図書館で気さくに声をかけてきたあの青年は、歳の頃20代半ばだろうか。



四半世紀過ぎたからと通う図書館を変えたら、何故かいつも定位置で居眠りしている青年がいて。

眩しそうにしていたからカーテンを閉めた。

ただそれだけだった。なのに、まさかその青年が……

「同名の別人かも……」

頭を抱える。

いや、しっかりしろ僕。

彼は、ユーイは僕が自分に関係あるなんて思いもしないはずだ。

そう、ただ純粋にお礼を言いたかっただけ……

「ぼく男の子ですので!って酷いよね……」

長らく仕事以外で極力人と接しないようにしていたからか、自然と距離を詰めてくるユーイにびっくりして酷く失礼なことを言ってしまった。自意識過剰な上にナンパ者扱いだ。

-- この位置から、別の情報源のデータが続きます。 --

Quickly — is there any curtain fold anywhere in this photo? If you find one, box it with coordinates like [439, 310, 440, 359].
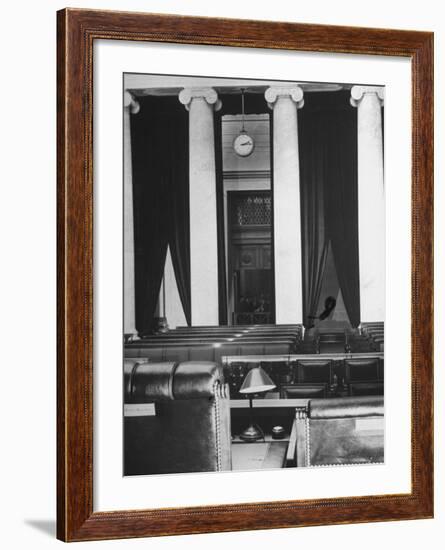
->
[325, 107, 360, 327]
[298, 90, 360, 327]
[214, 112, 227, 325]
[298, 110, 329, 328]
[131, 97, 191, 336]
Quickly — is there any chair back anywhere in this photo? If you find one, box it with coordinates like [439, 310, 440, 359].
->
[124, 361, 231, 475]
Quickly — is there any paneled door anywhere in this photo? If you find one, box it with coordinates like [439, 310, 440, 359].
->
[228, 191, 275, 325]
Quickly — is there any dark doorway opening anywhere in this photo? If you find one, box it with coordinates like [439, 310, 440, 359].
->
[228, 191, 275, 325]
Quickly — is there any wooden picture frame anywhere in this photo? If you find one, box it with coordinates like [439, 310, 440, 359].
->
[57, 9, 433, 541]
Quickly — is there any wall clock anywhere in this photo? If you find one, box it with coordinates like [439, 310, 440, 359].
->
[233, 89, 255, 157]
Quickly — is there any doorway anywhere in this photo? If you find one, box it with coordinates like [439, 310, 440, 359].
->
[227, 191, 275, 325]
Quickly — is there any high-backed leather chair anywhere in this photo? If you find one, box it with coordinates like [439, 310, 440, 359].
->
[288, 396, 384, 466]
[124, 361, 231, 475]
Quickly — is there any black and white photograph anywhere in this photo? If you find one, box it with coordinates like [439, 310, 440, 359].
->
[122, 73, 385, 476]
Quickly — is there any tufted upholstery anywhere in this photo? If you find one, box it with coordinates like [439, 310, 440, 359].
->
[124, 361, 231, 475]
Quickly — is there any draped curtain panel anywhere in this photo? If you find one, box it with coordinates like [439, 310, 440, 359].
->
[325, 107, 360, 327]
[298, 90, 360, 327]
[298, 109, 329, 328]
[214, 112, 227, 325]
[131, 96, 191, 335]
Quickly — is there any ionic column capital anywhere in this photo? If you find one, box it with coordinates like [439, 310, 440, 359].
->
[179, 88, 222, 111]
[264, 86, 304, 109]
[350, 86, 385, 107]
[124, 90, 141, 115]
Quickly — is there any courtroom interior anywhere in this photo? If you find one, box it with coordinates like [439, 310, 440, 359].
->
[123, 73, 385, 476]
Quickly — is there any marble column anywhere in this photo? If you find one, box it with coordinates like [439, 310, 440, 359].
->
[351, 86, 385, 322]
[179, 88, 221, 325]
[123, 91, 140, 339]
[265, 86, 304, 324]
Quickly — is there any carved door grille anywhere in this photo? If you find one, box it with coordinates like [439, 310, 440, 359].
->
[232, 194, 272, 226]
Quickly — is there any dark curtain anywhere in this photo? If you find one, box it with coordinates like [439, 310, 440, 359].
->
[214, 112, 227, 325]
[298, 109, 329, 328]
[325, 107, 360, 327]
[131, 97, 191, 335]
[298, 90, 360, 326]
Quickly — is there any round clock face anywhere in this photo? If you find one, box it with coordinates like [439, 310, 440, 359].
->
[233, 134, 255, 157]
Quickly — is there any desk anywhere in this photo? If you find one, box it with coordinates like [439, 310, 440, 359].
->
[232, 436, 289, 470]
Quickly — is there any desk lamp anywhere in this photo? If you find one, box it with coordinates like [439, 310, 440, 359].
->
[239, 367, 276, 442]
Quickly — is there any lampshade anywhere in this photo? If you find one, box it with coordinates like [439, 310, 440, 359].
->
[239, 367, 276, 393]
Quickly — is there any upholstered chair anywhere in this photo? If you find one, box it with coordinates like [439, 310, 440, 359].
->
[288, 396, 384, 467]
[124, 361, 231, 475]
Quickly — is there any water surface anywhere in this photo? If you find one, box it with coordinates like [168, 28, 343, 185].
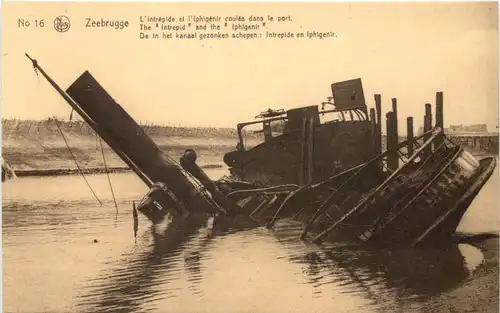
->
[2, 165, 500, 313]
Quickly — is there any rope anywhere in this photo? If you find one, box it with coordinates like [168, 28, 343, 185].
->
[96, 137, 118, 218]
[54, 118, 102, 206]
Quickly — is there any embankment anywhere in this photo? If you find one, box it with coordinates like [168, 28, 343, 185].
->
[2, 119, 260, 176]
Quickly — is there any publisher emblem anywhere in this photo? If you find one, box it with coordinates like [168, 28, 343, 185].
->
[54, 15, 71, 33]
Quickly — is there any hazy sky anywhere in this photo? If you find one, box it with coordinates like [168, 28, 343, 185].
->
[2, 2, 499, 132]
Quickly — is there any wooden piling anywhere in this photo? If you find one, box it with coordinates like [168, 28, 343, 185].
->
[436, 91, 444, 146]
[406, 116, 413, 158]
[66, 71, 218, 212]
[422, 103, 432, 159]
[299, 116, 315, 186]
[392, 98, 399, 136]
[307, 116, 316, 184]
[386, 112, 399, 171]
[375, 94, 382, 154]
[370, 108, 377, 149]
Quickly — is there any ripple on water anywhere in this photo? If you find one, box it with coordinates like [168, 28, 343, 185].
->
[2, 171, 498, 313]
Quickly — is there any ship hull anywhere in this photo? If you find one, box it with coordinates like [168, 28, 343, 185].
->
[224, 121, 376, 186]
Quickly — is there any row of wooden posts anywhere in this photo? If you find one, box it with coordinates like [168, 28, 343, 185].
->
[370, 92, 444, 170]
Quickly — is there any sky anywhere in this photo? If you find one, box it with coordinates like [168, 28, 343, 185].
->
[1, 2, 499, 133]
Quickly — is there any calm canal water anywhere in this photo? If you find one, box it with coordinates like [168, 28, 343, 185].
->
[2, 163, 500, 313]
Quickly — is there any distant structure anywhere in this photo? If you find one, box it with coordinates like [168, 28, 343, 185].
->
[418, 124, 488, 135]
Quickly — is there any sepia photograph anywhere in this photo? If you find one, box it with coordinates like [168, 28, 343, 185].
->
[1, 1, 500, 313]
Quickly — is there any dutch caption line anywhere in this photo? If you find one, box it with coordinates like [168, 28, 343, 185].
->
[139, 15, 337, 40]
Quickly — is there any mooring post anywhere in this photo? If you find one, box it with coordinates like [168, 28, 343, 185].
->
[423, 103, 432, 158]
[375, 94, 382, 154]
[406, 116, 413, 158]
[386, 112, 399, 171]
[436, 91, 444, 146]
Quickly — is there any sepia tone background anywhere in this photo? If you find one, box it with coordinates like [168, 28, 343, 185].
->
[2, 2, 500, 313]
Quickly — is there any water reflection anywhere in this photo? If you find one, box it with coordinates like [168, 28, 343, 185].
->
[3, 171, 496, 313]
[79, 216, 212, 312]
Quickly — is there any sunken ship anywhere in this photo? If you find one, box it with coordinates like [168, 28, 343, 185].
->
[27, 55, 497, 246]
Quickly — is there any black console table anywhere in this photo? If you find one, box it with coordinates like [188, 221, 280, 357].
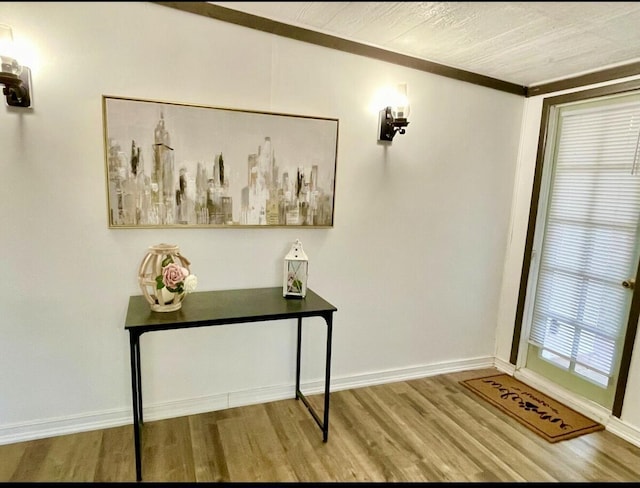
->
[124, 287, 338, 481]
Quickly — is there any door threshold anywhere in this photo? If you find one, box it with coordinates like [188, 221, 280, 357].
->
[513, 368, 611, 427]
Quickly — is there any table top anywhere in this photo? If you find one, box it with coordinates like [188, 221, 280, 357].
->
[124, 286, 338, 333]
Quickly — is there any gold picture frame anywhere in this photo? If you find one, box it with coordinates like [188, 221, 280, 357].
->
[102, 95, 339, 229]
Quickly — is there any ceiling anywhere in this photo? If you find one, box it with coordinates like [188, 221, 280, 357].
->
[209, 2, 640, 87]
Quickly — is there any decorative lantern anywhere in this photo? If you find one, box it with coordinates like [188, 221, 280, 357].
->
[138, 244, 195, 312]
[282, 239, 309, 298]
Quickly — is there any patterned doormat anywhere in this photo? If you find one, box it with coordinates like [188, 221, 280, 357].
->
[460, 374, 604, 442]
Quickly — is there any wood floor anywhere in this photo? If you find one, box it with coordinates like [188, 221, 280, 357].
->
[0, 369, 640, 482]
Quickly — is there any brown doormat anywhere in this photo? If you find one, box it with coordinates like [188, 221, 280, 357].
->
[460, 374, 604, 442]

「ぼくのせいで、もっと寝つき悪くなって不眠症になっちゃったらどうしよう……」

どうしても、あの日腕の中で体を震わせて泣いていた小さな温もりがちらついて、相手がもう自分より背丈の大きい青年だというのに無限に心配してしまう。

僕よりしっかりしてそうだし大丈夫かな、でも、しっかりしてる人の方がストレス抱えがちかも……。

「……図書館……明日も行こ」

枕元では、あの日お別れした大切なお友達にそっくり似せて作った、未練の塊みたいな新しいお友達がボタンの瞳でこっちを見ている。

寂しくてがんばって指を刺しながらそっくりに作ったのに、やっぱり代わりには出来なかった。
同じ名前で呼べなくて、新しい名前もつけられなくて、そのまま別の大切な存在になってしまった新しいお友達。

この新しいお友達を撫でる度に、思い出すんだ。

あの日の君を。






『もしかして、君が恩人かもしれないって思ってさ』



ユーイが何でもないような笑顔でひっそり表した意図に全く気づかないまま、ロフィは図書館で借りた本を逆さまに開いてぼんやり物想いに耽るのだった。